The film's focus on the infamous Jack the Ripper caper of Victorian times cuts an exciting murder mystery with just the right number of hints to keep the breathless pace compelling at every turn through the twisted back alleys of Whitechapel. Depp gives an other worldly performance entirely appropriate to the subject matter. Ian Holm, Katrin Cartlidge, Robbie Coltrane and Ian Richardson recreate change of century London in a dark though not totally depressing tone.

As Abberline becomes immersed in the case, he is aided by a retired physican (Ian Holm) whose hands are no longer steady enough to hold the knife. At the same time, the recently widowed Abberline is falling in love with Mary.

To lift the London fog, Abberline frames an interesting hypothesis. His nemesis Jack the Ripper might have been crazy, but still acted logically in his own perverted way to be sure but for purpose larger than killing social undesirables, a handful of expendable prostitutes.

But as Abberline breaks through the slippery cordon of roadblocks put in his way, Whitechappel becomes more perilous for Abberline, Mary, and the other girls.

Will Satan dance in delight or will Abberline turn back the minions of evil to Hell from whence they came?

The Gates of Hell
The ripper has overshadowed his competitors for gruesome honor because of his methodical MO: delightfully dissecting his victims with the care worthy of a devoted physican. That the Ripper operated with impunity in the heart of the world's most crowded city of the era and that high police officials ordered destruction of evidence suggests the protection of an highly placed person, the Crown Prince perhaps?

Did a wealthy fraternity with influence in the higher levels of power in the police and the ministries of the baroque world empire shield the culprit?

Very well shot with stylish backdrops lending a gothic, creepy touch, From Hell is based on a comprehensive novel by Alan Moore. Directors excelled in attention to period detail and costuming. They may not have been the first to see a royal cabal. But the murders ended when the Crown Prince disappeared from public view into a sanitarium.

WHO WERE THE FREEMASONS?
Could Lucifer in consert with bedlam have devised a more fiendish plot?

The Freemasons have been the villans of many versions of the Ripper Saga. From Hell is extraordinarily candid in portraying supposed Masonic rituals. Yet their role in From Hell is ambivalent.

Was a rogue Knight Templar implicated in the Ripper caper? Did the brotherhood punish him for the atrocity itself or for failure in attaining the ultimate goal?

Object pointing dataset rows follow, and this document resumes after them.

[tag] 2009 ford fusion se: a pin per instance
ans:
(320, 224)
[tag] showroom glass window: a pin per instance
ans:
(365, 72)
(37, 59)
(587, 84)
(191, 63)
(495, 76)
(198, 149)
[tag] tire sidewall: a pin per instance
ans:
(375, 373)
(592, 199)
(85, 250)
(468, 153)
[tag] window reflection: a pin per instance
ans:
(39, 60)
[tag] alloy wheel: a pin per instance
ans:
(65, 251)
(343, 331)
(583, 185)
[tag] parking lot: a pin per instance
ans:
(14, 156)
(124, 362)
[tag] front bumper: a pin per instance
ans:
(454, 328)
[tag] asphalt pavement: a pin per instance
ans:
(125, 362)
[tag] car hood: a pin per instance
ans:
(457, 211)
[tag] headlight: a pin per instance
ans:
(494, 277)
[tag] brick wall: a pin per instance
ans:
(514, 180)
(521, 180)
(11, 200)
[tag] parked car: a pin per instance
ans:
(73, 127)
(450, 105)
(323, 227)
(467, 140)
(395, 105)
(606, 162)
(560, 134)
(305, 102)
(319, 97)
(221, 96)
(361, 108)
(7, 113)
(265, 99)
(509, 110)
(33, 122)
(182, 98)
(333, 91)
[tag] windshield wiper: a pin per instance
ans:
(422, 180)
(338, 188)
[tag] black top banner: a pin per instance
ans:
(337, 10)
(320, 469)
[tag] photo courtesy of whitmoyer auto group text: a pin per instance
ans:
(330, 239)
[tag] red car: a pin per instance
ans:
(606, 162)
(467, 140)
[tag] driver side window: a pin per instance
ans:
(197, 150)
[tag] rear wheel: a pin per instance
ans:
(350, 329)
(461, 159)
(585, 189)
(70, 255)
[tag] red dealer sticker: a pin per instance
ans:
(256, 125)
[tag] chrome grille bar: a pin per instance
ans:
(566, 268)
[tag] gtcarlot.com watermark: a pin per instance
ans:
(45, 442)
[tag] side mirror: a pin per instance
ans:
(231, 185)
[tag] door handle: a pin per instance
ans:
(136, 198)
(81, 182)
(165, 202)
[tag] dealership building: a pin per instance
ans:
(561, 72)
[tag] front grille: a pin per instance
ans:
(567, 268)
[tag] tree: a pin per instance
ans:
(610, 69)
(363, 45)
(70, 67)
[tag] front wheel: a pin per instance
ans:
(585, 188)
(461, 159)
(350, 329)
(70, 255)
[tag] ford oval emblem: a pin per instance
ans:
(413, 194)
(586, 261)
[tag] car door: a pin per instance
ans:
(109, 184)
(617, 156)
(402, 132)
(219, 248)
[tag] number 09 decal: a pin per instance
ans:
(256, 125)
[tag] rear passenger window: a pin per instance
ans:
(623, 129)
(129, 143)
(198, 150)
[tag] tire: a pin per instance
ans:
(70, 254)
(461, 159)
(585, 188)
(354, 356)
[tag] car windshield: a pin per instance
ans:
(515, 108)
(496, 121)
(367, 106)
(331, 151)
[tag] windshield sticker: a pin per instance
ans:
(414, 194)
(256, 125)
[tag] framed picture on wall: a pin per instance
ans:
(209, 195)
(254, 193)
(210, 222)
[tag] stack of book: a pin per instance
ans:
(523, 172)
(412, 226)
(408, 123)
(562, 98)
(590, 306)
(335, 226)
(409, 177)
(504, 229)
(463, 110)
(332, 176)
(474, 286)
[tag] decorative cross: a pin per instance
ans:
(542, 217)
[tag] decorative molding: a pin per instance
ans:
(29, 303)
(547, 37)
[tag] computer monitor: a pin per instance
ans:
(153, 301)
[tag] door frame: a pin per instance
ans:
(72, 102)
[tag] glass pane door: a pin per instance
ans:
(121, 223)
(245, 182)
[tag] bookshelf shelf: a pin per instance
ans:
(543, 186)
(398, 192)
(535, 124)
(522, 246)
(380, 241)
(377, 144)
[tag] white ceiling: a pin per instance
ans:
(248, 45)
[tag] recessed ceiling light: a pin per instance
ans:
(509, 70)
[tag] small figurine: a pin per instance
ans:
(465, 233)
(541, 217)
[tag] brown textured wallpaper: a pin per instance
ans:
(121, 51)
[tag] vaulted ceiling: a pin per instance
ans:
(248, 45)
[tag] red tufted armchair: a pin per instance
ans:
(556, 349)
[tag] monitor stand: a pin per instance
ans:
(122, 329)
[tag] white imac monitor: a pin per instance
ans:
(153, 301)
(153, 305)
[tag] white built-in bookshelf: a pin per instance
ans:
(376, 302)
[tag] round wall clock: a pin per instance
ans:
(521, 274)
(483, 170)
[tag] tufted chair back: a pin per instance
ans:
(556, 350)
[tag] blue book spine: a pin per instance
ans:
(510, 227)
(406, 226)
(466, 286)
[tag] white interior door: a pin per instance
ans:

The Masons will never say. The Freemasons in the 18th and 19th centuries saw the flowering of their fraternity not only in reactionary Britain but in Republican France, Italy and the United States and even in the Austro-Hungarian Holy Roman Empire.

Masons included princes and presidents, police and military officials as well as common tradesmen.

Masons were noteworthy figures not only in politics, both democratic and reactionary as well as the arts, sciences and literature. They promoted public education, endowed hospitals and performed acts of charity and benevolence in a time when public and private charity was regarded as fostering excessive growth of a dependent class.

As a matter of policy, Masons neither take nor seek credit for their good works nor rebut their critics.